- A handful of dried mixed or porcini mushrooms (1/2 ounce)
- Salt and pepper
- 1/2 pound spinach tagliatelle or fettuccine pasta
- 1/2 pound egg tagliatelle or fettuccine pasta
- About 1/4 cup extra virgin olive oil (EVOO)
- 4 large portobello mushroom caps, gills scraped or 3/4 pound crimini mushrooms, thinly sliced
- 4 large cloves garlic, very thinly sliced or finely chopped
- 2 tablespoons fresh thyme, finely chopped
- 1/2 cup Marsala wine
- 1/2 pound farm spinach or black (Tuscan) kale, thinly sliced or shredded
- A little freshly grated nutmeg, to taste
- 3 tablespoons cold butter, cut into pieces
- Shaved Parmigiano-Reggiano cheese, for garnish
Place the dried mushrooms in a small saucepan and cover with about 1 1/2-2 cups water. Bring to a boil, then lower the heat and simmer for 10 minutes to reconstitute the mushrooms and flavor the water. Remove the mushrooms with a slotted spoon and finely chop. Strain the liquid through a fine-mesh strainer. Bring a large pot of water to a boil, salt it, add the two pastas and cook until al dente. Drain, reserving 1/2 cup of the pasta cooking water.

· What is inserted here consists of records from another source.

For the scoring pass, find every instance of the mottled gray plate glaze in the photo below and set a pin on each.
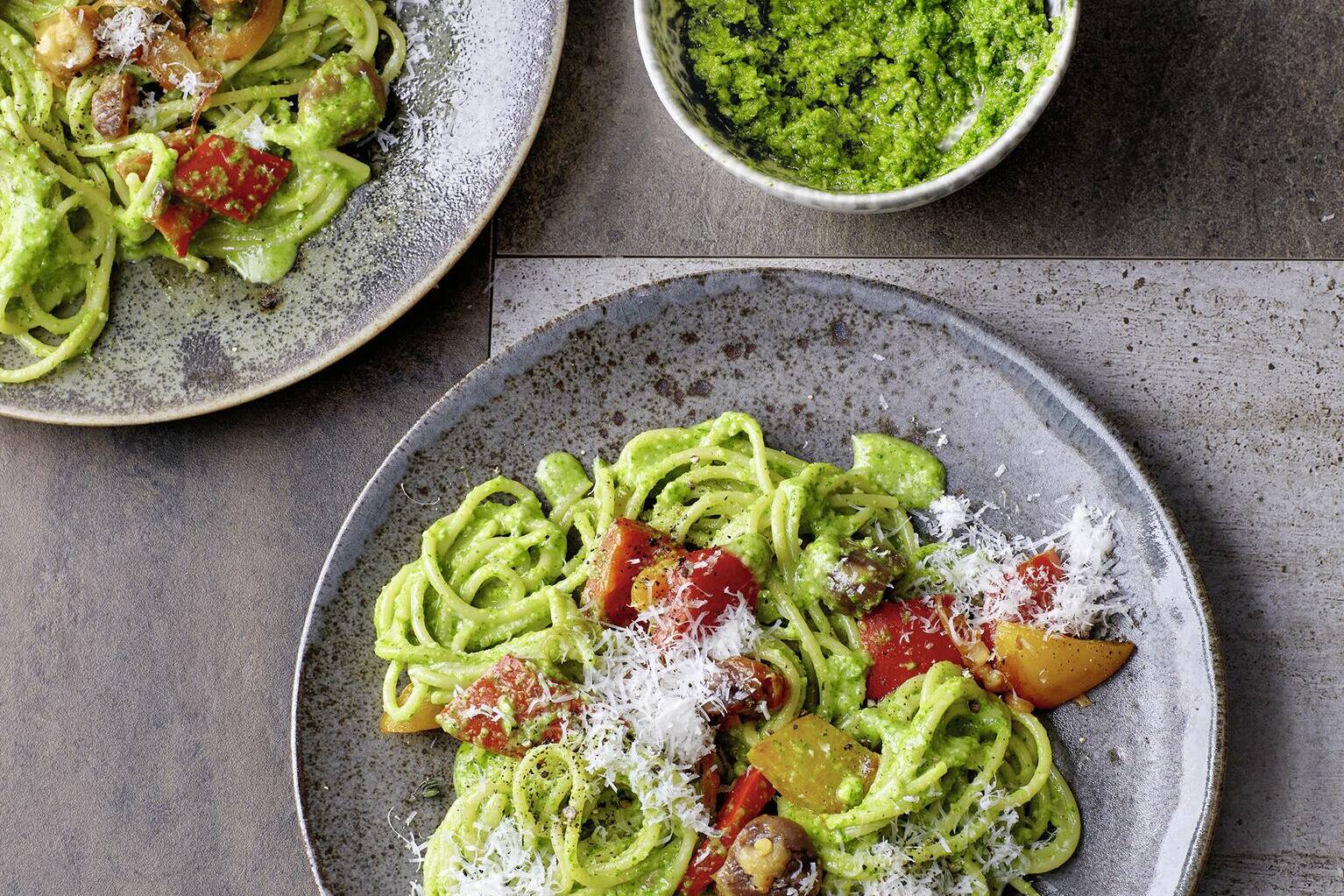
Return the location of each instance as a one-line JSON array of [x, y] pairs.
[[463, 116], [815, 357]]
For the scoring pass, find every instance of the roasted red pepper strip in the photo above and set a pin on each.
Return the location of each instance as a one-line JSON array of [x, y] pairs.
[[747, 800], [697, 590], [905, 638], [626, 550], [179, 222], [229, 178], [510, 709]]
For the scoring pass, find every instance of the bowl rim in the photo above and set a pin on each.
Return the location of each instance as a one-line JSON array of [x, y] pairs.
[[901, 199]]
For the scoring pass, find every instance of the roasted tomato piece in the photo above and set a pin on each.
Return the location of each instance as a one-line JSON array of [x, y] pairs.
[[1041, 574], [905, 638], [626, 548], [230, 178], [700, 588], [750, 794], [749, 689], [510, 709], [179, 222]]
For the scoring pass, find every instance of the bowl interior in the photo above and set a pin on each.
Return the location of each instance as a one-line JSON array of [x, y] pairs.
[[666, 62]]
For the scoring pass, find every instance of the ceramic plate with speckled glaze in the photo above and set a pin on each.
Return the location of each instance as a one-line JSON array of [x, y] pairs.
[[815, 357], [463, 116]]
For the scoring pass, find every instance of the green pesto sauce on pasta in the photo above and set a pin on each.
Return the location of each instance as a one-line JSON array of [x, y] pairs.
[[966, 787], [69, 211]]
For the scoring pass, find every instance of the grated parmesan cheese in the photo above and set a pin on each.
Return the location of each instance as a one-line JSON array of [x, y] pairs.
[[503, 865], [648, 716], [254, 135], [125, 34]]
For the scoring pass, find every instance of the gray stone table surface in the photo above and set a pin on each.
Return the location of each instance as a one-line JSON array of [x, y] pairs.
[[153, 581]]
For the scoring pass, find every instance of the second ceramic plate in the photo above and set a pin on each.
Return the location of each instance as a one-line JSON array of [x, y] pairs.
[[815, 357]]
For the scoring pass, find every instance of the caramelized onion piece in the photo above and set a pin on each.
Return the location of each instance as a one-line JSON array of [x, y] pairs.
[[238, 42], [65, 42], [112, 102], [173, 65]]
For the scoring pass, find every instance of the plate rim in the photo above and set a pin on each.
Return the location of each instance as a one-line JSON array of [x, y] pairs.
[[1074, 399], [389, 316]]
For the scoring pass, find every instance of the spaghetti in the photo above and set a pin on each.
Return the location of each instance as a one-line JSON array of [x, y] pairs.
[[964, 795], [75, 201]]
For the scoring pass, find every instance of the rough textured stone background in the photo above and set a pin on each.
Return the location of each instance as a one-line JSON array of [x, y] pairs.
[[153, 581]]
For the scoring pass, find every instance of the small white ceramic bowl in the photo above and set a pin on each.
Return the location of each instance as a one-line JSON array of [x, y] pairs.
[[660, 45]]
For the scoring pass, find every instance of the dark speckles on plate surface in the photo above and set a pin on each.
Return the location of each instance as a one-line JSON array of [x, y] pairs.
[[1147, 821], [204, 363]]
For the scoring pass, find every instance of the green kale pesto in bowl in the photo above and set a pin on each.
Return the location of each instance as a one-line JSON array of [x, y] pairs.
[[856, 105]]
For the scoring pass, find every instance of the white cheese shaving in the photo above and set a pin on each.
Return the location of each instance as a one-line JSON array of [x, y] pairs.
[[997, 853], [503, 865], [979, 564], [254, 135], [125, 34], [648, 709]]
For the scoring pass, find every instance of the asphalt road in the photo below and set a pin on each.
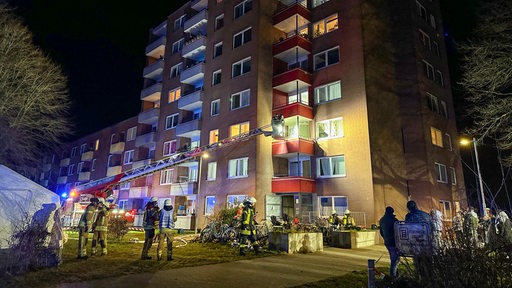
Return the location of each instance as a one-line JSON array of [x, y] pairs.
[[275, 271]]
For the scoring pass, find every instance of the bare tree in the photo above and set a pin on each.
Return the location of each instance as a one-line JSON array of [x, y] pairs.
[[34, 101], [487, 74]]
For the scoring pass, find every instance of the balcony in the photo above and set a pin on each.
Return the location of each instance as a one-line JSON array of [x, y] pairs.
[[87, 156], [149, 116], [196, 21], [62, 179], [193, 75], [189, 129], [145, 140], [297, 145], [84, 176], [154, 70], [117, 148], [139, 192], [151, 93], [289, 49], [184, 188], [293, 184], [292, 80], [191, 101], [199, 5], [156, 49], [195, 49], [64, 162], [114, 170]]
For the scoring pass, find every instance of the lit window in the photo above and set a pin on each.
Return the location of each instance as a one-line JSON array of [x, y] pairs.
[[331, 166], [237, 168], [332, 128]]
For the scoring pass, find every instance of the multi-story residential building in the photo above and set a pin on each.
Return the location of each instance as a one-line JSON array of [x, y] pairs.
[[363, 88]]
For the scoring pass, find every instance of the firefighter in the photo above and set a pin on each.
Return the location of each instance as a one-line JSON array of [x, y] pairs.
[[150, 222], [166, 224], [348, 221], [85, 226], [248, 227], [99, 228]]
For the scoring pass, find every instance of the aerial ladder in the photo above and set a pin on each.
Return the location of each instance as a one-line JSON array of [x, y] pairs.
[[104, 187]]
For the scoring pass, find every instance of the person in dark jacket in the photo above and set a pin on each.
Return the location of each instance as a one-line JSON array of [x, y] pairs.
[[387, 231]]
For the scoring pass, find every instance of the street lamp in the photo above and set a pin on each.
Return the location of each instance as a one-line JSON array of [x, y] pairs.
[[466, 142]]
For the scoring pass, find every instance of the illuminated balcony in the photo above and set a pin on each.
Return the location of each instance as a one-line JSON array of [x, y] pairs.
[[149, 116], [191, 101], [151, 93], [156, 49], [293, 184]]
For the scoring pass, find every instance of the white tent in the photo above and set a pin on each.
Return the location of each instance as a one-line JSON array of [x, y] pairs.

While the pasta is working, in a large skillet or Dutch oven, heat the EVOO, four turns of the pan, over medium-high heat. Add the portobellos (or criminis) and brown for 10 minutes. Stir in the garlic and thyme for 2-3 minutes; season with salt and pepper. Deglaze the pan with the Marsala and cook off the alcohol. Add the greens to wilt and season with nutmeg. Add the reconstituted mushrooms and 1 cup of their strained broth.
Add the butter to melt. Add the pasta and toss for 1 minute to combine the flavors, adding the reserved pasta cooking water if necessary. Season, to taste, and serve in bowls, topped with the cheese.